My pilgrimage is to Rome, my business is with lonely places, hills, and the recollection of the spirit. It would be waste to describe at length this mighty capital. The mists and the woods, the snows and the interminable way, had left me ill-suited for the place, and I was ashamed. I sat outside a café, opposite the cathedral, watching its pinnacles of light; but I was ashamed. Perhaps I did the master a hurt by sitting there in his fine great café, unkempt, in such clothes, like a tramp; but he was courteous in spite of his riches, and I ordered a very expensive drink for him also, in order to make amends. I showed him my sketches, and told him of my adventures in French, and he was kind enough to sit opposite me, and to take that drink with me. He talked French quite easily, as it seems do all such men in the principal towns of north Italy. Still, the broad day shamed me, and only when darkness came did I feel at ease.
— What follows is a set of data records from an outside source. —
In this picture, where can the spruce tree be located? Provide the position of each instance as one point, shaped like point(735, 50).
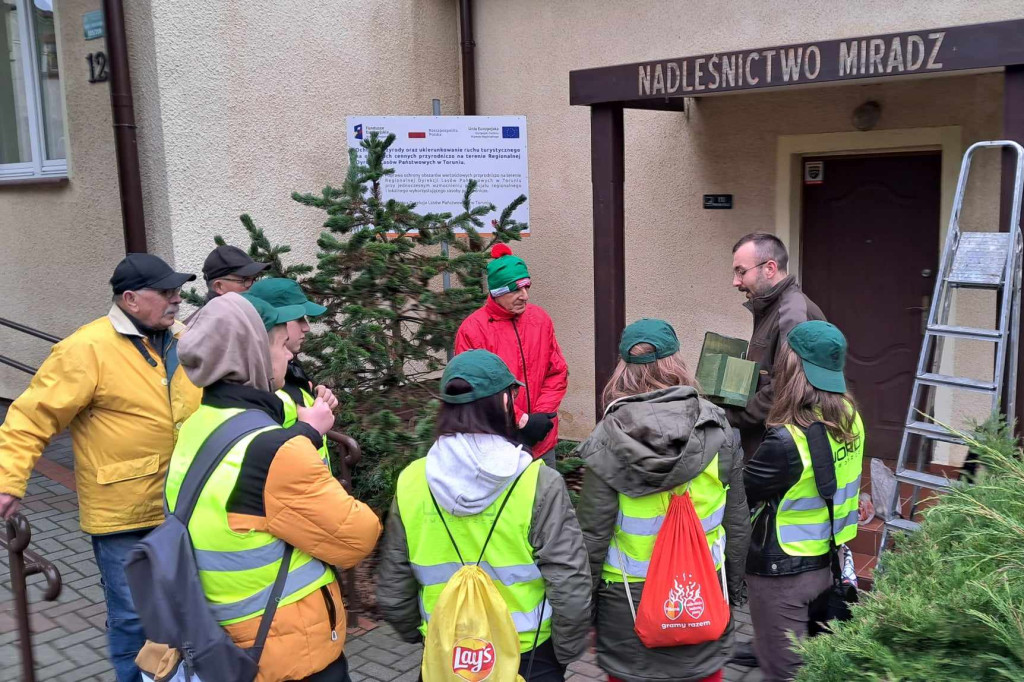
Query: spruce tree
point(390, 324)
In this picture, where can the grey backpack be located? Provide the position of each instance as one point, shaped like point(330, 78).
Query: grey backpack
point(164, 579)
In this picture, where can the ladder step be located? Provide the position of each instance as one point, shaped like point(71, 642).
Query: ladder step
point(933, 431)
point(922, 479)
point(902, 524)
point(974, 333)
point(974, 283)
point(956, 382)
point(980, 259)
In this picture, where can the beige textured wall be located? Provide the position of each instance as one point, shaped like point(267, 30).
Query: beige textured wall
point(677, 254)
point(58, 245)
point(241, 103)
I wandered in the streets till I saw a small eating shop, and there I took a good meal. But when one is living the life of the poor, one sees how hard are the great cities. Everything was dearer, and worse, than in the simple countrysides. The innkeeper and his wife were kindly, but their eyes showed that they had often to suspect men. They gave me a bed, but it was a franc and more, and I had to pay before going upstairs to it. The walls were mildewed, the place ramshackle and evil, the rickety bed not clean, the door broken and warped, and that night I was oppressed with the vision of poverty. Dirt and clamour and inhuman conditions surrounded me. Yet the people meant well.
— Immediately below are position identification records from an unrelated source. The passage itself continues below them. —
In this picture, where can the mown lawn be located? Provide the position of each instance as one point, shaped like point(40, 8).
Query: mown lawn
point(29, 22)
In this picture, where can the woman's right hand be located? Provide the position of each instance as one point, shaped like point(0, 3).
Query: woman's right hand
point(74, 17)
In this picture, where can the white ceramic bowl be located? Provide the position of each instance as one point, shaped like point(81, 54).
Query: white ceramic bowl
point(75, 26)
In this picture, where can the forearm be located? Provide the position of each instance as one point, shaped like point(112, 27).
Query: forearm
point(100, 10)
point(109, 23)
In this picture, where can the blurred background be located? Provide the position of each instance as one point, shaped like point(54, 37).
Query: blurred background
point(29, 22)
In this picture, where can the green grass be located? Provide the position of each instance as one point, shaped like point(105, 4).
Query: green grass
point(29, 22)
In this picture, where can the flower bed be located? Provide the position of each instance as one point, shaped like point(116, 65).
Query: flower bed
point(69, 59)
With the first light I got up quietly, glad to find the street again and the air. I stood in the crypt of the cathedral to hear the Ambrosian Mass, and it was (as I had expected) like any other, save for a kind of second _lavabo_ before the Elevation. To read the distorted stupidity of the north one might have imagined that in the Ambrosian ritual the priest put a _non_ before the _credo,_ and _nec's_ at each clause of it, and renounced his baptismal vows at the _kyrie;_ but the Milanese are Catholics like any others, and the northern historians are either liars or ignorant men. And I know three that are both together.

Then I set out down the long street that leads south out of Milan, and was soon in the dull and sordid suburb of the Piacenzan way. The sky was grey, the air chilly, and in a little while--alas!--it rained.
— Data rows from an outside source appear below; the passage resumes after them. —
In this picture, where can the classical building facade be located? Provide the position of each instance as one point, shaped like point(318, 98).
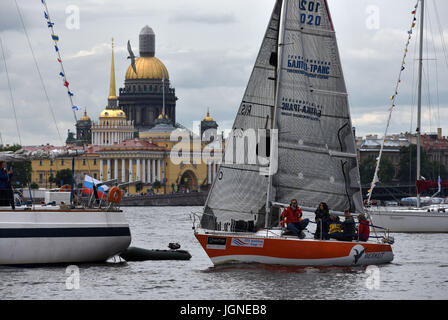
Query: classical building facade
point(132, 139)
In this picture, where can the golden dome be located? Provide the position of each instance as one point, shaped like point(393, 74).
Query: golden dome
point(85, 116)
point(148, 68)
point(113, 113)
point(208, 118)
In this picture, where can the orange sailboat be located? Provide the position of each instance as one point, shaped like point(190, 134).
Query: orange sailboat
point(292, 139)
Lombardy is an alluvial plain.

That is the pretty way of putting it. The truth is more vivid if you say that Lombardy is as flat as a marsh, and that it is made up of mud. Of course this mud dries when the sun shines on it, but mud it is and mud it will remain; and that day, as the rain began falling, mud it rapidly revealed itself to be; and the more did it seem to be mud when one saw how the moistening soil showed cracks from the last day's heat.

Lombardy has no forests, but any amount of groups of trees; moreover (what is very remarkable), it is all cultivated in fields more or less square. These fields have ditches round them, full of mud and water running slowly, and some of them are themselves under water in order to cultivate rice. All these fields have a few trees bordering them, apart from the standing clumps; but these trees are not very high. There are no open views in Lombardy, and Lombardy is all the same. Irregular large farmsteads stand at random all up and down the country; no square mile of Lombardy is empty. There are many, many little villages; many straggling small towns about seven to eight miles apart, and a great number of large towns from thirty to fifty miles apart. Indeed, this very road to Piacenza, which the rain now covered with a veil of despair, was among the longest stretches between any two large towns, although it was less than fifty miles.